The textbooks in schools are obsolete before they are purchased because from the time of conception until the time it reaches the hands of the student takes 10 years! In the age of information, that is absurd! Besides, what school system can purchase new texts every year? The key to the information age is accessing information not learning little bits and pieces of outdated information.
Superintendents think that perhaps the key was in teachers selecting the curriculum. How can teachers make informed choices about something they know nothing about? How many teachers have been schooled in the methods of the Democratic schools, the Free schools of Europe, or the Montessori or Waldorf schools? How many have ever heard of the circular system of math developed in Australia? These are not part of the curriculum during teacher training. Student teachers learn more of what they already know in these training classes. How can they be expected to do anything different?
Our factory worker would laugh at the fact that we are pouring billions and trillions of dollars every year into a machine that is producing a more inferior product every year.
Rather than accept its own inadequacies, educational institutions keep putting the blame on children, their parents and society, the products, but never the machine itself.
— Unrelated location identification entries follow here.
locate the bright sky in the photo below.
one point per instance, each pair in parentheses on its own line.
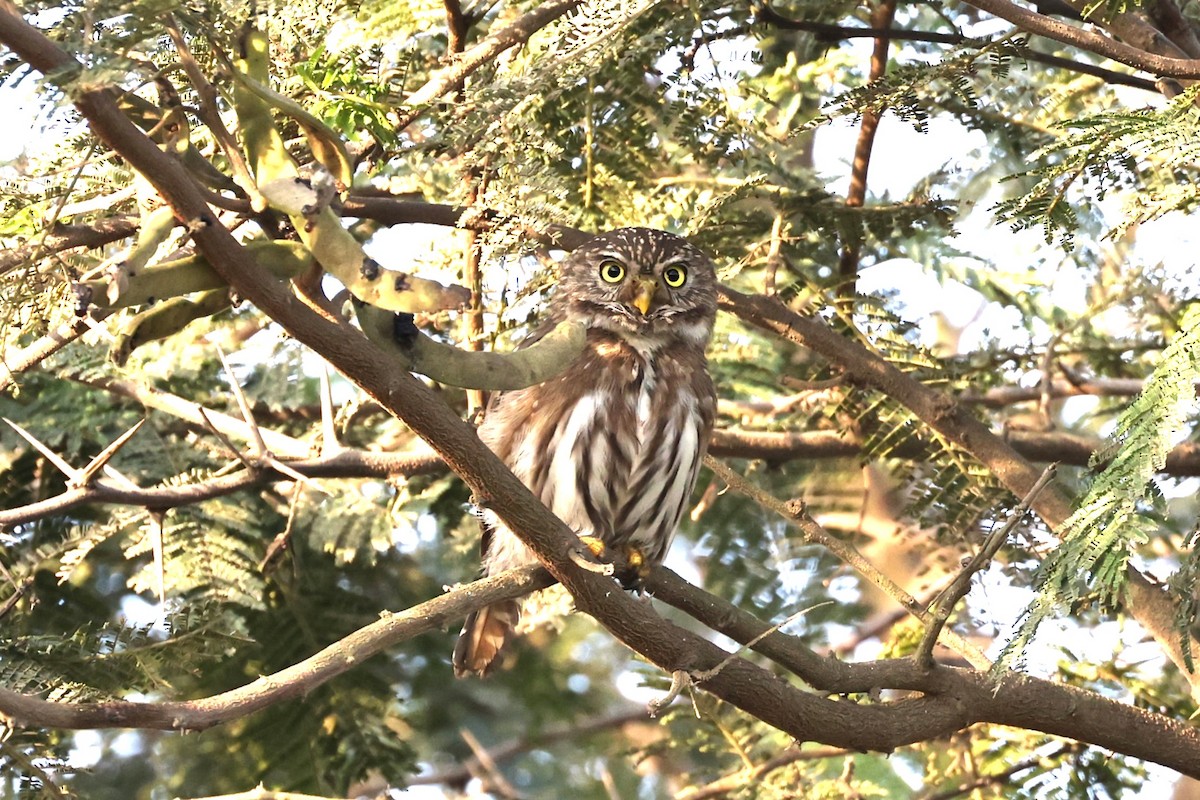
(903,157)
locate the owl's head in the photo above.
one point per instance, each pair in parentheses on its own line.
(641,283)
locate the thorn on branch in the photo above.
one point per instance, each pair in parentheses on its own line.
(679,681)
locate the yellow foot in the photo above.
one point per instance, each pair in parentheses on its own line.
(592,555)
(595,546)
(634,569)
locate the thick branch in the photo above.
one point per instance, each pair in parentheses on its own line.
(1134,56)
(1150,605)
(963,697)
(1015,699)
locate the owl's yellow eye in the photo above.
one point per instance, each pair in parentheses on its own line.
(612,271)
(675,276)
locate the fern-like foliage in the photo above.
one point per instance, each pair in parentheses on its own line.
(1152,151)
(1115,515)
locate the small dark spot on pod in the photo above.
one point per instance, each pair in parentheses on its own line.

The framework and structure of the current model cannot and will not ever lead to the development of whole child learning. You cannot put a Band-Aid on a severed arm. This is the condition of the current model. It must be eliminated completely for education to be effective, efficient and meaningful. You cannot expect a machine, which produces buttons to have some screws and bolts changed in order to make pencils. The same is true for education. It is time to look at education from a different perspective. If businesses were operated like schools, the nation would be bankrupt.